The pain welled in his chest and a tormented cry echoed down the alleyway. There was no other sound in response, no quickened footsteps and Angel realised belatedly that he was lucky Giles and Xander had wandered elsewhere to continue their search for him.

He was alone; that’s all that mattered now. Alone and changing. This was becoming a different world to the ones he’d known as a proper scourge and a whipped, souled wimp. He could make himself anew while he battled for his life. And if he could remake himself, he could remake his family.

At least a mate. He could find someone to walk beside him, to experience his enlightenment alongside him, and that way he stood a chance at beating off Spike. He didn’t fancy succumbing to clan rules, the code so old he’d not even thought of it when he’d embedded the stake into Buffy’s back. The Slayer. She wasn’t Buffy to him anymore, not now that she’d accepted Spike’s cold come into her body. Not now that she was covered in his mark.

Angel stood tall, strong, and only wobbled from inebriation slightly. Yellow demon eyes peered ahead of him into the night, and seeing no threat, he embarked on his new path. Alone, yet seeking, searching. He’d find her somewhere, the one who’d share his bed. He’d find her and he’d show no mercy till she’d capitulated to his every whim.

Oh yeah, the world was looking up, and at last, it was going to be his.

~ * ~ * ~ * ~


Buffy looked up into the sky and wondered how long it would take her to count every shining star she could see. All night? A hundred nights? Suddenly the idea held a whole lot more appeal than sitting down with Willow and unloading everything that had gone on in her head, and heart, over the last however long. Since Spike had left town, the days ran into each other; the nights were as indistinct as the last and she had no way of being able to tell anymore how long it had been since Dru had impaled herself on Buffy’s stake.

“Ah-hem.” Willow cleared her throat loudly, obviously, and Buffy screwed her eyes closed tight. Star gazing wasn’t going to happen tonight, and quite frankly, star counting had been a completely dumb idea, probably brought about by sleep deprivation.

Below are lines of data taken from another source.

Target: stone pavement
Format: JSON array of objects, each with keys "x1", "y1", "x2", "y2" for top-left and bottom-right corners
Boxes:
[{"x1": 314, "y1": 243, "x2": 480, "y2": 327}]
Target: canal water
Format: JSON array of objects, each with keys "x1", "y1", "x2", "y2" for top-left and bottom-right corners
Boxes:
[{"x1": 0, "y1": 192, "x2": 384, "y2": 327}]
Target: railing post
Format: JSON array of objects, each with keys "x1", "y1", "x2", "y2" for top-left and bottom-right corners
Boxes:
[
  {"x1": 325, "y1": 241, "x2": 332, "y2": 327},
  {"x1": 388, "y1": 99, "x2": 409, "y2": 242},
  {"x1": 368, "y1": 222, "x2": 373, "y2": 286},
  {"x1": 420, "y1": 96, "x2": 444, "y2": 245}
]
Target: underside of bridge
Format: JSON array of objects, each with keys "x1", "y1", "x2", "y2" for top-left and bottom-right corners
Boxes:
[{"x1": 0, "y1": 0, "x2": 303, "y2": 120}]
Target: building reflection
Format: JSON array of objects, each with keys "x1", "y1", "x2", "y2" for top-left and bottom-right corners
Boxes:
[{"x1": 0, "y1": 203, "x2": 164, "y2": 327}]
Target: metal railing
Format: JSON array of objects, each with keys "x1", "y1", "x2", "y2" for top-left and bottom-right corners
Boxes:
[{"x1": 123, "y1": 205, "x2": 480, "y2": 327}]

Nerves consuming her, Buffy turned around and really looked at her friend. Willow was perched expectantly on a headstone, her heels bouncing back against the name of the poor person who lay beneath the earth. She looked innocent—so innocent that Buffy started to wonder if telling her closest friend everything she was feeling might be a mistake. But who could she confide in? Giles? Somehow she didn’t think he’d quite get the whole sexual element of her thing with Spike. Her mother would flip—if she could even get past the whole killing someone with a stake issue when she didn’t know about the supernatural secrets of the Hellmouth. And Xander? Xander was already making snide comments to her face. If he knew the truth, Buffy doubted he’d ever speak to her again. Or be able to look her in the eye.

Feeling the sting of tears and knowing she’d run out of time and excuses, Buffy flopped onto the grass. She’d picked this place for a reason—all the occupants surrounding her had been laid to rest for over twenty years. There was extremely little risk of interruption of the undead variety, and now Buffy wondered what she was thinking. Subconsciously she knew she had to unload some of the burden to someone, and Willow was the choice that made the most sense. Willow was really her only choice. It was tell all or slowly go insane—and then she’d be no better than Drusilla herself.

Taking a deep breath, Buffy stared at the grass as she twisted it with agitated fingers, and told Willow her tale.


Chapter End Notes:
I know this story has taken a very long time to get going, and hopefully I can kickstart it again and get back to writing. Thank you all for your ongoing support.